Thank you for your invitation, it is a great honor to be with you here today and thank you for the interest you have shown for this theme. I would also like to express my gratitude for the special responsibility entrusted to me, being the last speaker to decide when the dinner will start.
Mr. Jean-Claude Juncker, the prime minister of Luxembourg, said that the “small” countries, and I would add “poor” countries as well, have the opportunity to pull the trigger, and I promise I will not abuse such true fact: I will speak briefly and try not to keep you long from the enjoyment that follows.
I have to make another digression, although I am well aware I should skip it. Nothing is free, not even in Switzerland: by listening to my speech, you will pay for the forthcoming pleasure. I will try not to make the dinner too expensive for you. The fact that I speak in Switzerland today makes it somewhat easier for me to have a critical discourse about European Union, which would be rather harder on me if we were in England, and even harder if we were in France. In Switzerland, we may consolidate ourselves and send a message to the EU that it should do better to attract us into its family.
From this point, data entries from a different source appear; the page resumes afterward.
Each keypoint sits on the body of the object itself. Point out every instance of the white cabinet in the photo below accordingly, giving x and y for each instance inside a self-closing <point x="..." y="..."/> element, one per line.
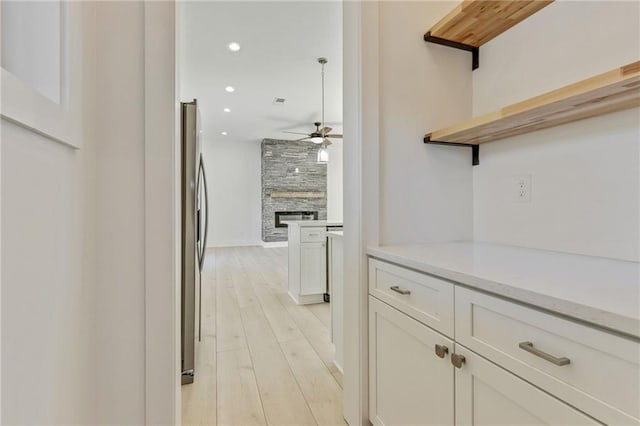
<point x="313" y="268"/>
<point x="488" y="395"/>
<point x="511" y="364"/>
<point x="307" y="263"/>
<point x="409" y="383"/>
This evening’s celebration academy has been motivated by a very important event, and not merely for formal reasons: in 1946 Winston Churchill held a speech on the occasion of which we have joined together to have a nice dinner in remembrance of his life and work, but it was also motivated by some substantial issues or otherwise, we could not gather such personalities. There is a continuity in one great idea, the idea of permanent peace, as Immanuel Kant defined it in Europe and there is a problem of making such great idea true. There are many reasonable people in Europe but during the past two centuries, there has been little reason in it. Between the great idea and its realization, there is a gap and a task for each generation to bridge that gap in a reasonable way.
In 1946 when Churchill held his speech it was not beautiful. He spoke of “European tragedy”. The War had only ended, Europe was devastated. Churchill, a great strategist and realistic politician spoke in one speech about European tragedy, using words that are not commonly heard from a politician, only to continue by saying: “Europe without bondages or boundaries is possible, with people who are happy, in which there is prosperity and where freedom rules“. In my opinion that is a real Utopia that had been built by European history on parallel tracks, while on the other tracks of reality, the civil, religious and various other wars continue to happen.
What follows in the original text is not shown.